After you create the secondary ENI, associate the secondary ENI with the EIP. Then, associate the secondary ENI with the ECS instance in Zone A. After you complete the preceding operations, the EIP is used as the primary private IPv4 address of the secondary ENI. You can view the EIP on the NIC in the operating system of the ECS instance. Expose the EIP
The following table describes the networking details.
Parameter CIDR block
EIP 120.XX.XX.106
Primary CIDR block of the VPC Primary CIDR block 10.0.0.0/8
vSwitch 1 10.0.0.0/24
Private IPv4 address of the primary ENI 10.0.0.202
Secondary IPv4 CIDR block of the VPC Secondary IPv4 CIDR block 120.XX.XX.0/24
vSwitch 2 120.XX.XX.0/25
Primary private IPv4 address of the secondary ENI 120.XX.XX.106

Prerequisites

  • A VPC and vSwitch 1 are created. vSwitch 1 is deployed in Zone A. For more information, see Create and manage a VPC.
  • An ECS instance is attached to vSwitch 1. For more information, see Create an instance by using the wizard.
  • Make sure that the security group rules of the ECS instance allow the ECS instance to access the Internet. For more information, see Overview.
  • An EIP is created for Internet access. For more information, see Apply for an EIP.

Procedure

Procedure

Step 1: Add a secondary IPv4 CIDR block to the VPC

Specify the CIDR block of the EIP as the secondary IPv4 CIDR block of the VPC.

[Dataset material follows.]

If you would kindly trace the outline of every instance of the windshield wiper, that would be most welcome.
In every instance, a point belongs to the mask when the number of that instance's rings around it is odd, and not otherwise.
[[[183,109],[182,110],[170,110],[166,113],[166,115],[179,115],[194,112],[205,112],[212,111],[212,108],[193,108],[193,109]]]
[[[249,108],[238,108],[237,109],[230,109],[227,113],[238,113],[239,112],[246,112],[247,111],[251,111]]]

  1. Log on to the VPC console.
  2. In the top navigation bar, select the region where the VPC is deployed.
  3. On the VPC page, find the VPC that you want to manage and click its ID.
  4. On the VPC Details page, click the CIDRs tab and click Add IPv4 CIDR.
  5. In the Add Secondary CIDR dialog box, configure the following parameters and click OK.
    Parameter Description
    VPC Displays the VPC to which you want to add the secondary IPv4 CIDR block.
    Secondary CIDR Select a method to add the secondary IPv4 CIDR block:
    • Default CIDR Block
    • Custom CIDR Block

    In this example, Custom CIDR Block is selected and the CIDR block of the EIP 120.XX.XX.0/24 is entered.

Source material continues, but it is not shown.